By far the most common reason for excessive oil in the airbox is over filling the oil tank at oil change. Check this before worrying about other problems, especially if you have no other symptoms.
Thanks guys. I hadn't spotted the drain hole, so I will look for that and see what happens. The oil in there was clean, i.e. used engine oil colour, not black horrible stuff, but the quantity was more than I was expecting to see. Most engines I have worked on are a little dirty in there, but to see a pool of oil in the bottom was a bit of a surprise.
I've been looking back through old posts on the forum, and there was one guy who was getting the same thing and it turned out to be overfilling with oil at a change. I have been checking the oil level as per the manual (run for 10 mins, stop engine, leave for 5 mins, check with dipstick unscrewed and bike vertical) and have kept the level up to the max mark. I check every week and have occasionally topped it up. I wouldn't expect it to be overfilled this way, but now I am not so sure.
And another odd thing ...
The manual gives the quantity of oil for a filter change (no dismantling) as - I think - 2.8 litres. I bought a 4l can of oil and used all of it before the oil came up to the right level as described above. So I have put in way more than recommended (yes, I bled the filter housing) and this is making me wonder what I am doing wrong. Have I got the level-check wrong (which would account for both the issues above)? This was after I noticed the oil in the air filter, by the way, so not connected.
I'm not using the bike this week for other reasons, so I will leave it to the weekend and look again. Perhaps drain the oil and start again.
it's most probably caused by too much oil in your engine.
I had the same inconvenient on my TTR600 (3AJ).
When I had an MOT done, about an year ago, also got oil / filter changed, by a garage, and they got it wrong... by putting too much oil in.

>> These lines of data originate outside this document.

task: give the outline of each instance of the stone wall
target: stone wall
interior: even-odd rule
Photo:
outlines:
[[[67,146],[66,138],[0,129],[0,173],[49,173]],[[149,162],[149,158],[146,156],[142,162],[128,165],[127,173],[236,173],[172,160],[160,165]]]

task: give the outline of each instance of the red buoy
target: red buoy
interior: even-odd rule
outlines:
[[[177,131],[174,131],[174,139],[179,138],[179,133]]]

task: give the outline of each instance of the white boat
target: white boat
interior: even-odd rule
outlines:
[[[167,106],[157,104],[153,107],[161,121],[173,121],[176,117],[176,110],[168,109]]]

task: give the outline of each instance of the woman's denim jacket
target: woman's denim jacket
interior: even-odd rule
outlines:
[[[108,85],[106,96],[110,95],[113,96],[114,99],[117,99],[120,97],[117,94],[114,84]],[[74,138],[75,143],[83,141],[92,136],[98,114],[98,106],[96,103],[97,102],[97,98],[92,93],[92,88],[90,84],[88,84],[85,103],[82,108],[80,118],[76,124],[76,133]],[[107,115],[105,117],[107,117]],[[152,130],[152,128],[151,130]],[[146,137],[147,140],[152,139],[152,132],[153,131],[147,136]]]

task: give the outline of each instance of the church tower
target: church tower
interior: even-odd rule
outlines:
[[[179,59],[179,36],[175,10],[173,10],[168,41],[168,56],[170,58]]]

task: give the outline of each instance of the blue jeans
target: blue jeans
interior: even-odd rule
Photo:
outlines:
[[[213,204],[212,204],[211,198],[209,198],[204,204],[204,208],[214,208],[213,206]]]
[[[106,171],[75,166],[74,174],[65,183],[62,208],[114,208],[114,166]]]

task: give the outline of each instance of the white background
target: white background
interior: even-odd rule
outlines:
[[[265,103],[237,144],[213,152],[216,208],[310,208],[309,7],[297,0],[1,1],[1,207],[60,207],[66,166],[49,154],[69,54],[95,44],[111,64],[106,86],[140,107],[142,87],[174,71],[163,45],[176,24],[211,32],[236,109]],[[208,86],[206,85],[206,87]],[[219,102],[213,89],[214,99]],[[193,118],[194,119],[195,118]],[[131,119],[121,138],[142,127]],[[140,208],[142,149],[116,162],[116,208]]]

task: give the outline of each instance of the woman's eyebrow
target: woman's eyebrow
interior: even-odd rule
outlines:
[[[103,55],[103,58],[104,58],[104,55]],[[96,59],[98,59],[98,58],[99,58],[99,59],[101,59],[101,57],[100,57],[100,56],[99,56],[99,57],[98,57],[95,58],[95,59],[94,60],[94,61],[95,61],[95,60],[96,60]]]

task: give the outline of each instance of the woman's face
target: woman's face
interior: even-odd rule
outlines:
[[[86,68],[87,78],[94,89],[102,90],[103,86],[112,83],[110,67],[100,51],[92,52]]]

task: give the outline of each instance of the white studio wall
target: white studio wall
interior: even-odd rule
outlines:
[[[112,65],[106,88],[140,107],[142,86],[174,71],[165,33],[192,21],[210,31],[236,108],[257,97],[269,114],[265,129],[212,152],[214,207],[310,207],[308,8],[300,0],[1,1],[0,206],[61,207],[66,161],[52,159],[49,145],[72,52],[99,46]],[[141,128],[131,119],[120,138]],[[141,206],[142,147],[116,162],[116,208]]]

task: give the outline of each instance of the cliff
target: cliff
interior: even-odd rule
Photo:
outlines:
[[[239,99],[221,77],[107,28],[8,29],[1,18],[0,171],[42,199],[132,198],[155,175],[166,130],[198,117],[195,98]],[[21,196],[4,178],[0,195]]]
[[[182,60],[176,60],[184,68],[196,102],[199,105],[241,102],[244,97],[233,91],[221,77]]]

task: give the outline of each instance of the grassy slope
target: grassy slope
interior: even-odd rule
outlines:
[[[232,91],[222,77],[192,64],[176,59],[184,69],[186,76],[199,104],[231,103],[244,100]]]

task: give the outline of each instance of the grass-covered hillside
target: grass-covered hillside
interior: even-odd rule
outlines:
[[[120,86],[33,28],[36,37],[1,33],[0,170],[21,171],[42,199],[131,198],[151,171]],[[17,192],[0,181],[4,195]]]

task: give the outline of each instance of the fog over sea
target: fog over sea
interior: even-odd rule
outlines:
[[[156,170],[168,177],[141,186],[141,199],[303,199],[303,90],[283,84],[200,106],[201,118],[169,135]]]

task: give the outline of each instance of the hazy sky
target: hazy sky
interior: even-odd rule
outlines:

Not a major problem i think, but the engine gets all dirty by spluttering it out (in the air box too).
In my experience, i noticed that there are not many people around (in the mechanic places) who know exactly how much oil goes in there... apparently it's a bit tricky.
It's far better to do oil / filter change by yourself, as it's easy to get it right, with a bit of patience.
Put the oil in (not too much.. around 3 lt. i'd say)... go for a 10 mins spin... check the oil level again, top it up... go for another spin... check it again, top it up... and keep doing so till you reach just below the top mark (and doesn't go down).
If you go touring... remember to always have some oil for top ups with you (especially in hot weather).
Doing the oil changes by yourself also avoids the danger of the mec ruining the thread on one of the oil filter cover's bolt (top right one, i think), which is a very common problem on these engines.
Lots of guys on this forum will tell you that they would never let a mechanic do the oil change on their XTs, just because of this.
Many thanks for the info. It certainly looks like I have too much oil in there. I've only done about 50 miles since I serviced it, so I will keep it off the road until the weekend, half drain it, and then do what you suggested. If it's blown half a litre into the airbox by that time, I'll know why!
I can safely say the bike has never dropped any oil since I have had it. It's always parked in the same place, and I am sure my wife would have noticed something and pointed it out - gently and reasonably - if it had.
Like: "What's all that oil doing on my drive, you idiot?"